Does weak convergence of measures preserve independence of marginals?

Question

Let $X^n = (X^n_1, \dots, X^n_d) ~ q^n$ be a $d$-dimensional random variable, where all the components are independent. That is, $X_i \perp X_j$ for $i\neq j$, and $$q^n(X) = \prod_{i=1}^d q^n_i(X^n_i).$$

If the sequence of measures $q^n$ converges weakly to some $q^*$, then are the resulting marginals also independent? I.e., is $$q^*(X)= \prod_{i=1}^d q^*_i?$$

Edit: convergence of marginals/joints

Let the state space be $\Omega^d$, and $\Omega$ be the state space of each component (i.e. $X_i \in \Omega$ for all $i$).

If $q^n \xrightarrow{w} q$, then by definition of weak convergence, $$\int f(X) q^n(dX) \rightarrow \int f(X) q(dX) \;\; \text{ for all } f \in C_b(\Omega^d) \;\;\; \text{ as }n\rightarrow \infty.$$

Since we can take $f$ to have any support in $\Omega^d$, the above convergence of integrals holds for any combination of components; for example if $f$ has support on the first component only, then $$\int_\Omega f(X_1) q^n_1(dX_1) \rightarrow \int_\Omega f(X_1) q(dX_1).$$

I.e. the marginals converge.

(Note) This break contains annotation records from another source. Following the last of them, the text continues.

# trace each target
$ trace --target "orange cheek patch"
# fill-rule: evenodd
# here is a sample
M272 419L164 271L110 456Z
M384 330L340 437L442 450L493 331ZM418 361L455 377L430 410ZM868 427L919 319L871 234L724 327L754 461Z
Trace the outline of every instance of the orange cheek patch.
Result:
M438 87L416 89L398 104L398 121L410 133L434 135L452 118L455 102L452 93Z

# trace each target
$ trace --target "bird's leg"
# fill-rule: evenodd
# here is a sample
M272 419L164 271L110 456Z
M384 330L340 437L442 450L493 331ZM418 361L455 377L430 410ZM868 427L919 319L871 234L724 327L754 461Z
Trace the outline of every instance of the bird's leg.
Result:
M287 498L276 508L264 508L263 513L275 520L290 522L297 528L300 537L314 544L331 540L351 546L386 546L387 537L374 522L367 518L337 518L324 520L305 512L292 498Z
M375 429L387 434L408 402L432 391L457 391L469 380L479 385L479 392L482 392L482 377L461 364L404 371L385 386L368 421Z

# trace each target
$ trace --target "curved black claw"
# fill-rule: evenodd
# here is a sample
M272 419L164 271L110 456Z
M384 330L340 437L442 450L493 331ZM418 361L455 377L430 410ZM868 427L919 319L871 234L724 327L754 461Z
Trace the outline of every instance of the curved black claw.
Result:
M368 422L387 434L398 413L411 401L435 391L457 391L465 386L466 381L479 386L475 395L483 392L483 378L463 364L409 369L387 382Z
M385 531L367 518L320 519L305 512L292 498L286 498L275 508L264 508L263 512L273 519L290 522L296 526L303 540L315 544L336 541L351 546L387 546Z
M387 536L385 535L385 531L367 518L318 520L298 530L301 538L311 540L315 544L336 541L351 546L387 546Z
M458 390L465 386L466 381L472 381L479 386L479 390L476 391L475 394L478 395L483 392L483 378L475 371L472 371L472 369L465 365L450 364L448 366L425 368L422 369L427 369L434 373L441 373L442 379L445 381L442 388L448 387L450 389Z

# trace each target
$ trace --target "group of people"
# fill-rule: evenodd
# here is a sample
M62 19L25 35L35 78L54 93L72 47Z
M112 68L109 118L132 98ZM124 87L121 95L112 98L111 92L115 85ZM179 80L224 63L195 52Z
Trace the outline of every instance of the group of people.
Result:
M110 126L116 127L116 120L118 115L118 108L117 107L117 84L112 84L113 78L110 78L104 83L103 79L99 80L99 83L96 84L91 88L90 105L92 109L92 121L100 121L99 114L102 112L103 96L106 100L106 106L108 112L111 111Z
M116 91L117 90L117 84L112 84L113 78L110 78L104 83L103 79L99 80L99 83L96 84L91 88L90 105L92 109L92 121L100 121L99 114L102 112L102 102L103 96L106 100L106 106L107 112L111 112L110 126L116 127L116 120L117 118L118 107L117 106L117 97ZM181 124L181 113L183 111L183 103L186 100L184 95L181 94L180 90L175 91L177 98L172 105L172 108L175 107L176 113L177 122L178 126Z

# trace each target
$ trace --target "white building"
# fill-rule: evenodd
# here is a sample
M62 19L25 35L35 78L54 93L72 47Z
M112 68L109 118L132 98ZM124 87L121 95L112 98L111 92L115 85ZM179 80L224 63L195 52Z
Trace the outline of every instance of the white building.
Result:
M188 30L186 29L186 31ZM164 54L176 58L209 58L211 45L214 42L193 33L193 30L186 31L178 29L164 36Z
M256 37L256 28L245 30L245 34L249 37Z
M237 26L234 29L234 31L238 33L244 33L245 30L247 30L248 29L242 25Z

This is also true for any joint, e.g. $q^n(X_1,X_2) \xrightarrow{w} q(X_1,X_2)$.

Since $q^n(X_i|X_j)q^n(X_j) = q^n(X_i,X_j)$, and we know that $q^n(X_i,X_j) \xrightarrow{w} q(X_i,X_j)$ and $q^n(X_i) \xrightarrow{w} q(X_i)$, then it seems like $q^n(X_1|X_2) \xrightarrow{w} q(X_1|X_2)$ would be true.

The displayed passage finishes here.